A medida que avanzaban, el edificio se iba volviendo más y más grande las teas alumbraban solo a medias la imponente construcción. En el sitio pudieron apreciar unas columnas gigantescas, temblaban del miedo, no podían ser de madera, no existen árboles de ese tamaño y para moverlos hasta allí es imposible, se decían los invasores. Dieron vuelta a la construcción tratando de hallar una entrada, las paredes eran de fibra vegetal. Por fin encontraron una pequeña puerta cerrada y atada con lianas. Con sus cuchillos trozaron el impedimento y penetraron.

Estos bárbaros jamás imaginaron, en sus cortas y superficiales vidas, la escena espectacular que a la luz de sus hachones se les presentaba. Al interior y sobre el muro circular, estaban puestas a cada cierta distancia, unas cuantas teas de luminosidad mortecina; unas láminas perpendiculares doradas. También había pájaros disecados que mostraban sus plumas coloridas y objetos que sus ojos jamás habían observado en los templos grandiosos de su fe cristiana. Y algo que los llenó de pavor: se habían topado con numerosas momias humanas ataviadas con variadísimas joyas y más, muchos más objetos dorados. (…) hombres difuntos secos, adornados de telas ricas y de joyas, de oro, con otros ornamentos, que debían de ser de cualificados personajes, contarían los cronistas.

En medio de toda esta aparición fantasmagórica e incomprensible para su entendimiento, se percataron de la presencia de un anciano ataviado con mantas, que permanecía sentado en silencio y con su mirada fija al centro del Templo. Para estos su presencia les producía terror, sin embargo, prefirieron, para su tranquilidad, creer que se trataba de otra momia más de las ya habían viato.

Una vez recorrido parte del lugar, se dispusieron a recoger lo que más podían de los objetos y como la codicia era más grande que sus manos, dejaron sobre el piso las teas para así saciar más la avidez. Su entendimientos no les alcanzó a notar y diferenciar que ese piso suave, por donde caminaban, era de fibra vegetal seca, espartillo, por lo que el fuego prendió fácilmente provocando, de inmediato, enormes llamaradas que se extendieron por todo lado.

Esa noche oscura iluminada por las llamas fueron los reflejos dorados y ardientes que despertaron a los habitantes de toda la comarca y aún de tierras lejanas. El Templo consagrado a Sua lo consumía el fuego. Era la edificación más espectacular, grandiosa y sagrada del pueblo Muisca; estaba dedicada al dios sol, dador de vida, orientador de las épocas de siembra y cosecha.

Esa noche ardía en llamas el lugar adonde acudían los indios para hallar paz y sosiego; a reafirmar sus tradiciones teogónicas para aplicarlas a su cotidianidad.
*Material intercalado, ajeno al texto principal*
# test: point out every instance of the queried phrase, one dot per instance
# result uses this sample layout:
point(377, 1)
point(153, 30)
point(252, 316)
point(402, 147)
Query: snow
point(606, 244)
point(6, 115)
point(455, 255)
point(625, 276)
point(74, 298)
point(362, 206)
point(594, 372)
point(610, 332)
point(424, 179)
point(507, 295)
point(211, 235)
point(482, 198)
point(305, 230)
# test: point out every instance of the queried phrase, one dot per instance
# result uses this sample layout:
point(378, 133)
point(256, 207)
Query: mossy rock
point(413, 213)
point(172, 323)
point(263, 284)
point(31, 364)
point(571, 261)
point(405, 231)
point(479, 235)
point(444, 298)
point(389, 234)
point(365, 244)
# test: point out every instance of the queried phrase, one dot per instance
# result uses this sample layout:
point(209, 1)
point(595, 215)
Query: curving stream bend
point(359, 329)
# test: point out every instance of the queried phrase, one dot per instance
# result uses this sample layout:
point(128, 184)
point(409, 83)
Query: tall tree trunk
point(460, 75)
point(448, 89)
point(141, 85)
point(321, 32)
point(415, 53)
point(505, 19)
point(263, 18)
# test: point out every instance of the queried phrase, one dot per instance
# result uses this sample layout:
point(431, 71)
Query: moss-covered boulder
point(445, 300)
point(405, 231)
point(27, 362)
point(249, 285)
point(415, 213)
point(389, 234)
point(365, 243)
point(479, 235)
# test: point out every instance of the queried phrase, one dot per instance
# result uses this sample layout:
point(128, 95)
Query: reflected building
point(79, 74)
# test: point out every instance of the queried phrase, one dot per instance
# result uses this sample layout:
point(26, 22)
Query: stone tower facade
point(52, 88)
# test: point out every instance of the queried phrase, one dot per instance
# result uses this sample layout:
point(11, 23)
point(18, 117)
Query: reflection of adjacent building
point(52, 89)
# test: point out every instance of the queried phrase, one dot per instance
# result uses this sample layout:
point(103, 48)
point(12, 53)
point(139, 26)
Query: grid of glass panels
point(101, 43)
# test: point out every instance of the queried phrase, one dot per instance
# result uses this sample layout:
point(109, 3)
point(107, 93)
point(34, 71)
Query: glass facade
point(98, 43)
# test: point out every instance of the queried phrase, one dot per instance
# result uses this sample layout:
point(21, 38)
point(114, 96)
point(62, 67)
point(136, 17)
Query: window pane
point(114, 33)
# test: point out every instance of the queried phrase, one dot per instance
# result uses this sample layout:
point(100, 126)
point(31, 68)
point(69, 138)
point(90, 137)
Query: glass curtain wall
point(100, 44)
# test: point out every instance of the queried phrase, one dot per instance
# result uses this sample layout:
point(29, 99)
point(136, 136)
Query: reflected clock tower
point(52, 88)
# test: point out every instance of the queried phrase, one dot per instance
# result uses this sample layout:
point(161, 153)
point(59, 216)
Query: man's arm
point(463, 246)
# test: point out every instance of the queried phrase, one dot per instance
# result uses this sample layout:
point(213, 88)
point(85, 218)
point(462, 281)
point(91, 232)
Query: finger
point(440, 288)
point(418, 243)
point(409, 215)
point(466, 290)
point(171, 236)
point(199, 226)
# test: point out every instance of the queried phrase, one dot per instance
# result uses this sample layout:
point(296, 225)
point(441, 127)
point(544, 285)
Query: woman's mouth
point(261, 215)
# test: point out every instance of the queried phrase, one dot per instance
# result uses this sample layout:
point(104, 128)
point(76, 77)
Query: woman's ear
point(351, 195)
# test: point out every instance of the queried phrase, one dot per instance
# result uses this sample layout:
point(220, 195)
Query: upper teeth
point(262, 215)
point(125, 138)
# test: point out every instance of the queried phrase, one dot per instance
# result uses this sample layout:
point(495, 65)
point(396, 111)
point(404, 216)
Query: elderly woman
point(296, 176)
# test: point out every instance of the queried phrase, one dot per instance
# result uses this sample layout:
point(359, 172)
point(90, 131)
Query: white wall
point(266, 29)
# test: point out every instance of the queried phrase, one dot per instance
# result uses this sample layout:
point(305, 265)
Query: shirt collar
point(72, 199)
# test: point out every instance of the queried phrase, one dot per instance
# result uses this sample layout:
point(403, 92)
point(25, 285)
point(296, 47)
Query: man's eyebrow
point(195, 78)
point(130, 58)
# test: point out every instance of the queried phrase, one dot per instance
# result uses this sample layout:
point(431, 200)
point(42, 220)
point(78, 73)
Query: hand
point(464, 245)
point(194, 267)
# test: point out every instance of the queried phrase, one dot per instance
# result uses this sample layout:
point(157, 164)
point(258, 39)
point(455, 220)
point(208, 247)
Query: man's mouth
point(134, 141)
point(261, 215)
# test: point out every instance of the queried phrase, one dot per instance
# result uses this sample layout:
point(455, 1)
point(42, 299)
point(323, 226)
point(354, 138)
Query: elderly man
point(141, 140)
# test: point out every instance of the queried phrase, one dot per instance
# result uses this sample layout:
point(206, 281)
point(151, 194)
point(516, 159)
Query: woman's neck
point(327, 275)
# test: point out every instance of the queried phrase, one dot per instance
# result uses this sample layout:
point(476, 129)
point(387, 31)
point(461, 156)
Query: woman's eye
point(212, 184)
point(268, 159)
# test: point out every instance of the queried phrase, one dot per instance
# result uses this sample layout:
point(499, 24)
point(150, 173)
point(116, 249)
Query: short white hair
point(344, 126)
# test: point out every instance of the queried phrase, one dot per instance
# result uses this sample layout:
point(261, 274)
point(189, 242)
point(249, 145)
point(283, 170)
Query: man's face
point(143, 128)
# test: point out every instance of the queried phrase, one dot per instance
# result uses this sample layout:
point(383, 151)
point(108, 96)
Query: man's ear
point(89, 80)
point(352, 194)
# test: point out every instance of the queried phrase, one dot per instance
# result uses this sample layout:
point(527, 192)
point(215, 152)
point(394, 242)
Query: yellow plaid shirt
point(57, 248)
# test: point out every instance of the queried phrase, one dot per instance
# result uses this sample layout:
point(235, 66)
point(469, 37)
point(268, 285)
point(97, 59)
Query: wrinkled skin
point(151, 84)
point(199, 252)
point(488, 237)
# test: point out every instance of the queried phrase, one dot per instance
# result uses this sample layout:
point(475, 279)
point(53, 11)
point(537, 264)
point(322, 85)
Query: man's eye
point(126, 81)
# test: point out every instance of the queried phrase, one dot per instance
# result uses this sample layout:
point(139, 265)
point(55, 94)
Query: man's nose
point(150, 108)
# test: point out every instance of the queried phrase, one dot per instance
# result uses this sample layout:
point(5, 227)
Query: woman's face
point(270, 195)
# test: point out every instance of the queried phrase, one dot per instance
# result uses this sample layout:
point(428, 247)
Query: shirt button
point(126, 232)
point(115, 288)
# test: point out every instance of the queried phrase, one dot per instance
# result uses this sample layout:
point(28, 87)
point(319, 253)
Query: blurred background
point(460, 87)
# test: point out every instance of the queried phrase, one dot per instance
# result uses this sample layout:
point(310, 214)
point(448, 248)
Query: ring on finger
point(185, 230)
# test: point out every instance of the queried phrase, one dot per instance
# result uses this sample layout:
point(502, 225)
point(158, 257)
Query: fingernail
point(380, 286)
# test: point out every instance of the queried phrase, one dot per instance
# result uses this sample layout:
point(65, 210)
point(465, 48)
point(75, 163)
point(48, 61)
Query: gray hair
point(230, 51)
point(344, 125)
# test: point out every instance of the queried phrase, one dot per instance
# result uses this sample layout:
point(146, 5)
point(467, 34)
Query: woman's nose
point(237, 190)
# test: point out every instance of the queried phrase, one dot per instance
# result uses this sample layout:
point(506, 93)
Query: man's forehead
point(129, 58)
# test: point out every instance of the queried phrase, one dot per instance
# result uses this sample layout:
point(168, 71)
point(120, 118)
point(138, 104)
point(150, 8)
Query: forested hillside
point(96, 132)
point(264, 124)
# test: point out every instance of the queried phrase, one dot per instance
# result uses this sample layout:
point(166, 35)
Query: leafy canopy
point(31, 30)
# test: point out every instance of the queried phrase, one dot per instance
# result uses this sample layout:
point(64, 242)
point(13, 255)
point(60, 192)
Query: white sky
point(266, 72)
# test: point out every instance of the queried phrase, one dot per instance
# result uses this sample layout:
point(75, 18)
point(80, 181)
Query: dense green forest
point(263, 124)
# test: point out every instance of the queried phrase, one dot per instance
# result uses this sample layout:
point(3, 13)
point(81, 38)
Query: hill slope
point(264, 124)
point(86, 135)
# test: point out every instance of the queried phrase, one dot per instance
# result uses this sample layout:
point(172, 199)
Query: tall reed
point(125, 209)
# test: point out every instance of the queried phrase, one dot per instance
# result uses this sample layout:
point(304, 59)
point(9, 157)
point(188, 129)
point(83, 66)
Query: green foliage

Los dos incendiarios, para justificar su torpeza, les dieron como excusa a sus demás coterráneos que el incendio había sido una treta de los indios para salvaguardar sus riquezas.

Según los cronistas, el incendio perduró por muchos años –cinco dice y exagera Juan de Castellanos— porque los maderos eran de guayacán, madera muy dura, pesada e impenetrable.

Hoy Sogamoso puede ofrecer al mundo una réplica de lo que pudo haber sido el Templo del Sol muisca en el Museo Arqueológico Eliécer Silva Celis. Gracias a la sapiencia de este ilustre científico y profesor quien, junto con su esposa, doña Lilia Montaña de Silva, lograron preservar para la humanidad parte la memoria de nuestros antepasados y que constituye la base fundamental para las investigaciones actuales y futuras.


[i] Crónica del Nuevo Reino de Granada. Citado en Calendario Histórico de Sogamoso. Obra inédita de Alberto Coy Montaña.

[ii] Historia de la Provincia de San Antonio del Nuevo Reino de Granada. Calendario histórico de Sogamoso. Obra inédita de Alberto Coy Montaña,.